Boule De Suif, Guy de Maupassant
Boule De Suif
Guy de Maupassant
1:43 h Novels Lvl 7.02 42.7 mb
The story is set in the Franco-Prussian War and follows a group of French residents of Rouen, recently occupied by the Prussian army. The ten travellers decide for various reasons to leave Rouen and flee to Le Havre in a stagecoach. The main theme focuses on French resistance to the German occupiers during the war.

Boule De Suif

by
Guy de Maupassant


For several days in succession fragments of a defeated army had passed through the town. They were mere disorganized bands, not disciplined forces. The men wore long, dirty beards and tattered uniforms; they advanced in listless fashion, without a flag, without a leader. All seemed exhausted, worn out, incapable of thought or resolve, marching onward merely by force of habit, and dropping to the ground with fatigue the moment they halted. One saw, in particular, many enlisted men, peaceful citizens, men who lived quietly on their income, bending beneath the weight of their rifles; and little active volunteers, easily frightened but full of enthusiasm, as eager to attack as they were ready to take to flight; and amid these, a sprinkling of red-breeched soldiers, the pitiful remnant of a division cut down in a great battle; somber artillerymen, side by side with nondescript foot-soldiers; and, here and there, the gleaming helmet of a heavy-footed dragoon who had difficulty in keeping up with the quicker pace of the soldiers of the line. Legions of irregulars with high-sounding names “Avengers of Defeat,” “Citizens of the Tomb,” “Brethren in Death” — passed in their turn, looking like banditti.
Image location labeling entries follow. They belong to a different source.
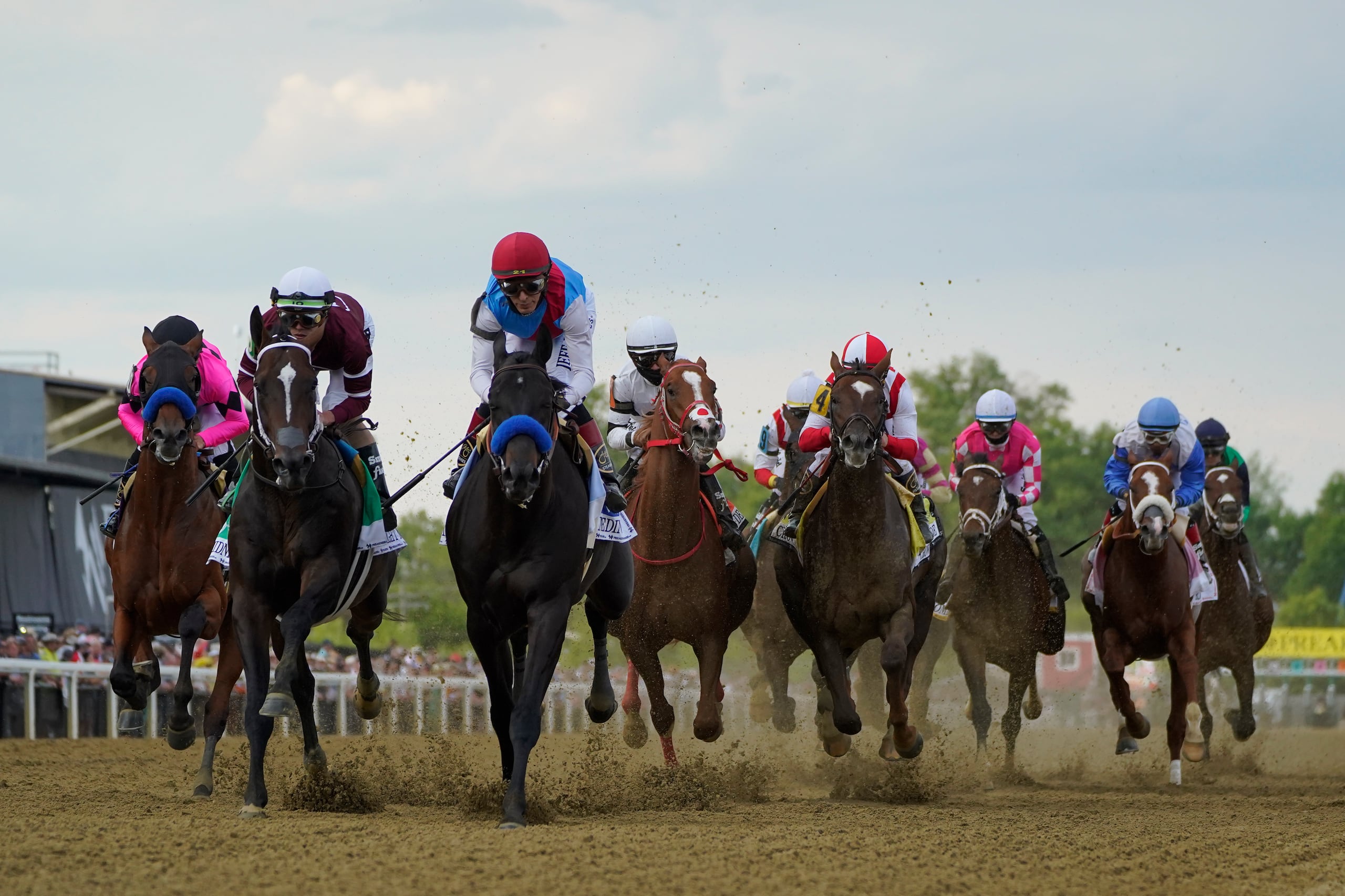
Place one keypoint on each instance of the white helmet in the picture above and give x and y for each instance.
(802, 391)
(996, 407)
(303, 288)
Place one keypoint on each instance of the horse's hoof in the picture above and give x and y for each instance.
(369, 710)
(181, 739)
(602, 711)
(635, 732)
(837, 747)
(277, 705)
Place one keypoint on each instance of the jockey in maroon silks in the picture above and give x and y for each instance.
(530, 290)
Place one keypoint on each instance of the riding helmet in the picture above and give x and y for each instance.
(802, 391)
(1158, 415)
(520, 255)
(303, 288)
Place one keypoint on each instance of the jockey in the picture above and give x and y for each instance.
(1147, 437)
(339, 332)
(1007, 440)
(634, 393)
(529, 290)
(220, 411)
(778, 430)
(899, 439)
(1214, 440)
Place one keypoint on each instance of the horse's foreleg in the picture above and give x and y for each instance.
(1242, 719)
(253, 635)
(602, 701)
(217, 708)
(182, 730)
(545, 635)
(709, 652)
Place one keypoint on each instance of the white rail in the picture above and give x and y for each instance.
(563, 699)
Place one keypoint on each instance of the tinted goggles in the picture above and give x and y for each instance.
(307, 319)
(532, 287)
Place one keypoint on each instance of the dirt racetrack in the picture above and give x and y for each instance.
(767, 815)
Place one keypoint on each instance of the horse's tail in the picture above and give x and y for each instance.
(1032, 707)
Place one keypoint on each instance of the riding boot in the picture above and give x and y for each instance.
(1047, 559)
(374, 462)
(460, 465)
(731, 521)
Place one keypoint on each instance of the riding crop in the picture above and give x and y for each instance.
(107, 485)
(210, 480)
(420, 477)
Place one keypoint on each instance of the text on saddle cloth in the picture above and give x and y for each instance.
(920, 549)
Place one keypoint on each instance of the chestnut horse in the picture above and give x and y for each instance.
(1000, 599)
(856, 583)
(769, 629)
(682, 588)
(1146, 611)
(1231, 629)
(162, 581)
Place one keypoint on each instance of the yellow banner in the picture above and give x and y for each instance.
(1305, 643)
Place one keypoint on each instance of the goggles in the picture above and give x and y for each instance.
(532, 287)
(306, 319)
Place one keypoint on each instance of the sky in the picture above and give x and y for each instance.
(1132, 200)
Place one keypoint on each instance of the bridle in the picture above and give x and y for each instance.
(974, 514)
(1211, 512)
(260, 431)
(553, 428)
(873, 427)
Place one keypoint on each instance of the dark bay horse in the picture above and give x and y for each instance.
(769, 629)
(292, 549)
(1230, 630)
(856, 581)
(160, 578)
(517, 536)
(1000, 600)
(682, 588)
(1146, 611)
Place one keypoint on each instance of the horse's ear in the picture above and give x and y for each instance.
(542, 350)
(880, 370)
(256, 330)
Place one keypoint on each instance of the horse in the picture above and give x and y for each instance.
(1146, 611)
(1230, 630)
(1000, 599)
(767, 627)
(682, 588)
(162, 581)
(517, 540)
(854, 581)
(292, 547)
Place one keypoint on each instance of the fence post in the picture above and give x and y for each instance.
(112, 711)
(30, 705)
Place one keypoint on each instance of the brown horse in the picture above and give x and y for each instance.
(1000, 599)
(682, 588)
(1146, 611)
(854, 581)
(769, 629)
(162, 581)
(1231, 630)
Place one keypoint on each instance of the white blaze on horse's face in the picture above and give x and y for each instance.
(287, 376)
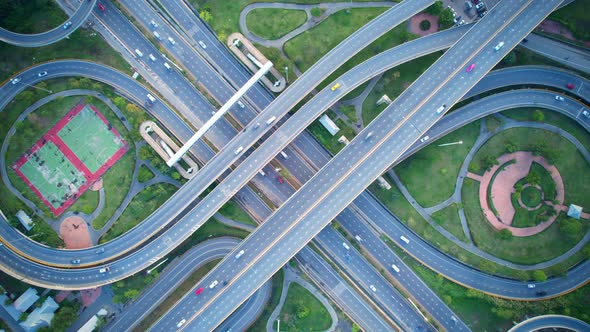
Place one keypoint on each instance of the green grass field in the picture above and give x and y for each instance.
(302, 311)
(430, 175)
(95, 152)
(52, 174)
(274, 23)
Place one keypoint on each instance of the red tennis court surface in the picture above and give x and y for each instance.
(70, 157)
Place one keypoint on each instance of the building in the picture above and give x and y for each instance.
(40, 317)
(26, 300)
(329, 125)
(24, 219)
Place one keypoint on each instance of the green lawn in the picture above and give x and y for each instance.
(394, 82)
(302, 311)
(430, 175)
(524, 250)
(274, 23)
(448, 218)
(233, 211)
(141, 206)
(574, 170)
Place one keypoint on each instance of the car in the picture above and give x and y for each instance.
(498, 46)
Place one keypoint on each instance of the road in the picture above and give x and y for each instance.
(299, 205)
(51, 36)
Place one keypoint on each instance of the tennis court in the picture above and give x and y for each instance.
(51, 175)
(91, 138)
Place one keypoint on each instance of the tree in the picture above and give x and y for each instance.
(538, 116)
(539, 275)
Their leaders, former drapers or grain merchants, or tallow or soap chandlers — warriors by force of circumstances, officers by reason of their mustachios or their money — covered with weapons, flannel and gold lace, spoke in an impressive manner, discussed plans of campaign, and behaved as though they alone bore the fortunes of dying France on their braggart shoulders; though, in truth, they frequently were afraid of their own men — scoundrels often brave beyond measure, but pillagers and debauchees.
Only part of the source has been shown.